Quote Originally Posted by Mark75H View Post
Merc used 3 + 3 exhaust tuning on the inline 6's starting with the first gearshift motors. Generally the firing order was alternating pairs for balance with odd/even exhaust coupling (1, 3 & 5 in one group and 2, 4 & 6 in the other). The disadvantage was length between these 3 cylinder exhaust groups favored power in the 5,000 rpm range rather than the 8,000 rpm range.

Its not that it wasn't there, it just wasn't there for super top end.

On the T-2 and T-2x race motors they welded 2 3cylinder 49ci cranks together to get 3 + 3 exhaust tuning with close spacing, 1, 2, 3 in one group and 4, 5, 6 in the other exhaust group. Again there was a problem with length ... the original T-2 set up put them TOO close for 7,000-8,000 rpm. Like these OMC side exhausts ... the T-2X used an extended exhaust chest to drop the tuning into the 7,000-8,000 rpm range and get almost 20 hp over the T-2.
As Sam points out, Mercury did use 3+3 for inline sixes, a vast improvement over the 2X3 exhaust tuning; in fact they actually patented the concept. It improved power, but was not as effective as late model triples as the cylinders were too widely spaced - every other cylinder was used - inteconnect distance was still too far apart.
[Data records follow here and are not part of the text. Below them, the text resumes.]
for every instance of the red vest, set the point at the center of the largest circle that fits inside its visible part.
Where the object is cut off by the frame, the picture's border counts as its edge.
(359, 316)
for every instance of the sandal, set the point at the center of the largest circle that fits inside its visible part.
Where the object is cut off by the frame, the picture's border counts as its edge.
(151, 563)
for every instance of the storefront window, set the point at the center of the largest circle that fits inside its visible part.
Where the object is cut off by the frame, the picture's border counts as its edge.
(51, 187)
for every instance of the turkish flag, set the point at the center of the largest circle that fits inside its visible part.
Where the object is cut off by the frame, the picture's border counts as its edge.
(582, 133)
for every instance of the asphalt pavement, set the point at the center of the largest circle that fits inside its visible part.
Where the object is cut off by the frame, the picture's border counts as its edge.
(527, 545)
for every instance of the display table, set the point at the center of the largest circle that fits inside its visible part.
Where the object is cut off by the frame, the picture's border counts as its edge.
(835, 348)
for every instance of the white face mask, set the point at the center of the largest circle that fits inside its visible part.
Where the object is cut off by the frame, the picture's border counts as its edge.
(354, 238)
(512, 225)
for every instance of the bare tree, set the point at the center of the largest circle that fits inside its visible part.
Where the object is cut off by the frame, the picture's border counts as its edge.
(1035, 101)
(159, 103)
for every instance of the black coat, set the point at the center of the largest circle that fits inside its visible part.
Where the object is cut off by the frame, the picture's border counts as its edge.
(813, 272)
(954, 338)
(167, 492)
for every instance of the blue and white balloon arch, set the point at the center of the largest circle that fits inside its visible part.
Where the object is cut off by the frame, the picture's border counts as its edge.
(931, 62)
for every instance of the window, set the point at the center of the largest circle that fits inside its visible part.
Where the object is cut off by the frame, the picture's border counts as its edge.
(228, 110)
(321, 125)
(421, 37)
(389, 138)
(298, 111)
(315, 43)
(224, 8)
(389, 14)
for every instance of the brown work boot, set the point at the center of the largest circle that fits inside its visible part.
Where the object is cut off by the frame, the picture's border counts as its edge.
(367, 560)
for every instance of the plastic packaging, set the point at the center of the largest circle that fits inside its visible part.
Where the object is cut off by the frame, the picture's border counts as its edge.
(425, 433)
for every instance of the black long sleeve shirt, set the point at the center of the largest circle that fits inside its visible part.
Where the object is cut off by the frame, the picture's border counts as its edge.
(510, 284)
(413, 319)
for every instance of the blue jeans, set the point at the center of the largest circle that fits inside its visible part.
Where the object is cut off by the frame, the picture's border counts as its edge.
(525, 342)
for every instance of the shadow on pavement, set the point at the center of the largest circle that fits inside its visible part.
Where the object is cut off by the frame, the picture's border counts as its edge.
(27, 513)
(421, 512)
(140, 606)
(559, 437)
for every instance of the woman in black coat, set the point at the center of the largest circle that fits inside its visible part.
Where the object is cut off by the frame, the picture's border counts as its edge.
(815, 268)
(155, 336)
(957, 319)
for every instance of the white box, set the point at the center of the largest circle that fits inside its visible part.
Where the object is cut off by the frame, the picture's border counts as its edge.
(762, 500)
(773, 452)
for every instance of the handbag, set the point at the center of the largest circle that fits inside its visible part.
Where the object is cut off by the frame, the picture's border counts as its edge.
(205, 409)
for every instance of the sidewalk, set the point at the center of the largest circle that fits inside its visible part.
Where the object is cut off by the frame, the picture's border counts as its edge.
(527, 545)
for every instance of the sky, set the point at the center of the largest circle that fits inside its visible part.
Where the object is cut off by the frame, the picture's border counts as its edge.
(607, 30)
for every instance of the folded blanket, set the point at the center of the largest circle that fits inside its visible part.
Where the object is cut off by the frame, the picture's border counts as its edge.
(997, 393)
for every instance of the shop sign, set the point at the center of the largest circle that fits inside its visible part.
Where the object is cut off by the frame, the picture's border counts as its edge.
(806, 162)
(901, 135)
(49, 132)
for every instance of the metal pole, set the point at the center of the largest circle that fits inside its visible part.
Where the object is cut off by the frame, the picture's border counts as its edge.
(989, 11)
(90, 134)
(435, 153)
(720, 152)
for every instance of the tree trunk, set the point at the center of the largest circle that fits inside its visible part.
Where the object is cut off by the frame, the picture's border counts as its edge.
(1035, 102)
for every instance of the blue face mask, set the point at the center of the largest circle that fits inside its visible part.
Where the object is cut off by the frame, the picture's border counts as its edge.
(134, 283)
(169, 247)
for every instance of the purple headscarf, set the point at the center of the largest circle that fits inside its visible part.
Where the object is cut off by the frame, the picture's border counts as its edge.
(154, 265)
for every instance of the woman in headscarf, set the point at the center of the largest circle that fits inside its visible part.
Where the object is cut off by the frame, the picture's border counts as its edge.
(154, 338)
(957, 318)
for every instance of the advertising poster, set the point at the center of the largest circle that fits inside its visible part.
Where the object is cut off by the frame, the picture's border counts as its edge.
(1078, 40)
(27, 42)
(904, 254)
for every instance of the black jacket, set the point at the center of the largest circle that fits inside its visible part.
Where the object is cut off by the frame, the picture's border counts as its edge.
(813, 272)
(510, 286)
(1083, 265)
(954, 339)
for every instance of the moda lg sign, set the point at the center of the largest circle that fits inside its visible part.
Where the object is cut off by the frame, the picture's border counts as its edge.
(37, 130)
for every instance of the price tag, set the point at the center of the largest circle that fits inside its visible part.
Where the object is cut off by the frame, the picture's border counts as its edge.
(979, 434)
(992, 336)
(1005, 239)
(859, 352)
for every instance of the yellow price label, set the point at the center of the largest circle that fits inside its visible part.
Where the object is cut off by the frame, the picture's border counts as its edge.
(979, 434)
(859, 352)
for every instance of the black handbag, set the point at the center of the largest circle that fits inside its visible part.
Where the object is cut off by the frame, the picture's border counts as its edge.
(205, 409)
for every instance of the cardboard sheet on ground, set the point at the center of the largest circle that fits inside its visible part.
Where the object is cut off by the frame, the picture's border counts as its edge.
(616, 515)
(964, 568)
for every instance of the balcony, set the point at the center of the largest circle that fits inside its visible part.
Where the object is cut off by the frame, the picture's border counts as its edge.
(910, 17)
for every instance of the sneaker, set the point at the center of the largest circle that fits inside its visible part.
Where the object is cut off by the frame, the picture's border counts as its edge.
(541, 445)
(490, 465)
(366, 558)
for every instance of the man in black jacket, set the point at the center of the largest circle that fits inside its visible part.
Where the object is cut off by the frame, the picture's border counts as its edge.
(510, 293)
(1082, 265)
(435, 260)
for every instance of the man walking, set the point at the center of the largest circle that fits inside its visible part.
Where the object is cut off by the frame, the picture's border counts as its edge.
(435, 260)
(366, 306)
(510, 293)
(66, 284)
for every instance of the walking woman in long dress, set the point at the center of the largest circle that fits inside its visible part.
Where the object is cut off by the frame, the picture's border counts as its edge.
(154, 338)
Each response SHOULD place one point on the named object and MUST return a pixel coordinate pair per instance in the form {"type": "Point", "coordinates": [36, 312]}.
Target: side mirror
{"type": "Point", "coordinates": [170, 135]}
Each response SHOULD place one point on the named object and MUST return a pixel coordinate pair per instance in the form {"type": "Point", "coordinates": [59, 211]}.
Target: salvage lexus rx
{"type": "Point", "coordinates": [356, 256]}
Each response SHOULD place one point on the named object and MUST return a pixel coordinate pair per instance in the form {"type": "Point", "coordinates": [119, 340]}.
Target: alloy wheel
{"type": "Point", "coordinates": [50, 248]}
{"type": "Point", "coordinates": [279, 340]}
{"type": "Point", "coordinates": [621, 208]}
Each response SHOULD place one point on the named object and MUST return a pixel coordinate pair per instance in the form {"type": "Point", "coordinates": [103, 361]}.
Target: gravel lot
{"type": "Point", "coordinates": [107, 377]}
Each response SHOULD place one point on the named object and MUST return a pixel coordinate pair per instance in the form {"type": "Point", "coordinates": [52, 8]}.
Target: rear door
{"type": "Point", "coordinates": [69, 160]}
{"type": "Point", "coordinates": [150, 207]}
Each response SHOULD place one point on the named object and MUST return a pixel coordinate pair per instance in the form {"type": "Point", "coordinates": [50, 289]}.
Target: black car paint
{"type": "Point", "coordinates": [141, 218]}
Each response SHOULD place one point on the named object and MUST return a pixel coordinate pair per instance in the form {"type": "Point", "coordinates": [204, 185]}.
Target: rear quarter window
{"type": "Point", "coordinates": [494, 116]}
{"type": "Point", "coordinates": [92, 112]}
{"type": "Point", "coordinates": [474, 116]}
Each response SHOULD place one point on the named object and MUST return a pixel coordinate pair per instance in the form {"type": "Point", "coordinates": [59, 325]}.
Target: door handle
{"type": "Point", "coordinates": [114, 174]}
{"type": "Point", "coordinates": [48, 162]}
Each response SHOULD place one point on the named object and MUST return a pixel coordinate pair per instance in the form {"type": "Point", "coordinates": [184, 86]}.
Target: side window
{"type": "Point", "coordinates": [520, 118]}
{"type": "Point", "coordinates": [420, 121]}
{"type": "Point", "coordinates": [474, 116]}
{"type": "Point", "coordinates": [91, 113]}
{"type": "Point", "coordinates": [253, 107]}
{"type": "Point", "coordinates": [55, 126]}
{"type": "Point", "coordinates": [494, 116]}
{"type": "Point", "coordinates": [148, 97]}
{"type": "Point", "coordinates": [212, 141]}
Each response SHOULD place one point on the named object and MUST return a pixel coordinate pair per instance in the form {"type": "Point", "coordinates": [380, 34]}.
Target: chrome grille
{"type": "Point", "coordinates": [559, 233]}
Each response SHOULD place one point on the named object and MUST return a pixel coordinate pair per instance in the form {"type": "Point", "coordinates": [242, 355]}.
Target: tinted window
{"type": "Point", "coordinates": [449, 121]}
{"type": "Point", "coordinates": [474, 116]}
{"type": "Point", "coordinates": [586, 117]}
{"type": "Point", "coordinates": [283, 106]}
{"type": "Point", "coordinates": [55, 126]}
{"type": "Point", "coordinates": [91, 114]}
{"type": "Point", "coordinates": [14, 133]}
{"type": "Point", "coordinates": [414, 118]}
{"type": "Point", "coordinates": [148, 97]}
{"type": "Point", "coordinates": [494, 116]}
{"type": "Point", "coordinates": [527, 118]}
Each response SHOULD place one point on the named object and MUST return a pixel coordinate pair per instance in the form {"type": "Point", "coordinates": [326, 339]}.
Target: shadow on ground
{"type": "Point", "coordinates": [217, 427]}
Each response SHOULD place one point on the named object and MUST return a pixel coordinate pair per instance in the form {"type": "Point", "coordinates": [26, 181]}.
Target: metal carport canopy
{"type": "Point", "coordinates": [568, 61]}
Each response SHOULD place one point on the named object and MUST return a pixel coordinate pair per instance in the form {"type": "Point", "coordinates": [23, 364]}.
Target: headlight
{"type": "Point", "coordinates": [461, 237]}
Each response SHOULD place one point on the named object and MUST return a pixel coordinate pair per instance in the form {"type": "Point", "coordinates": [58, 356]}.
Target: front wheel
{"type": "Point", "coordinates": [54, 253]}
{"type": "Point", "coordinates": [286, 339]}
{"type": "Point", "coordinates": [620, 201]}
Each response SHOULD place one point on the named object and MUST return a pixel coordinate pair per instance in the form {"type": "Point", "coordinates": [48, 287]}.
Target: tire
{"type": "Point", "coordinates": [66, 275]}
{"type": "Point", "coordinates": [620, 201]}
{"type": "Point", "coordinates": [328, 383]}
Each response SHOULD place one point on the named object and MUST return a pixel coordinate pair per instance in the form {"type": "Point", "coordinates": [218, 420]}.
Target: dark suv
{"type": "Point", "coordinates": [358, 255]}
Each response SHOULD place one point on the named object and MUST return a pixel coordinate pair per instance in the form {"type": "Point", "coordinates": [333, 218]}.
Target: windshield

Sam's continues his explantion for the T2 series Mercs which correctly indicates that closer interconnects make another huge improvement. So close interconnects are the ticket for power delivery from close spaced triples (and multiples thereof).

The question stands: Why the power difference between right and left exhaust porting as seen in the OMC FR19S -vs- FR31M, or the opposite banks in any late model V6?.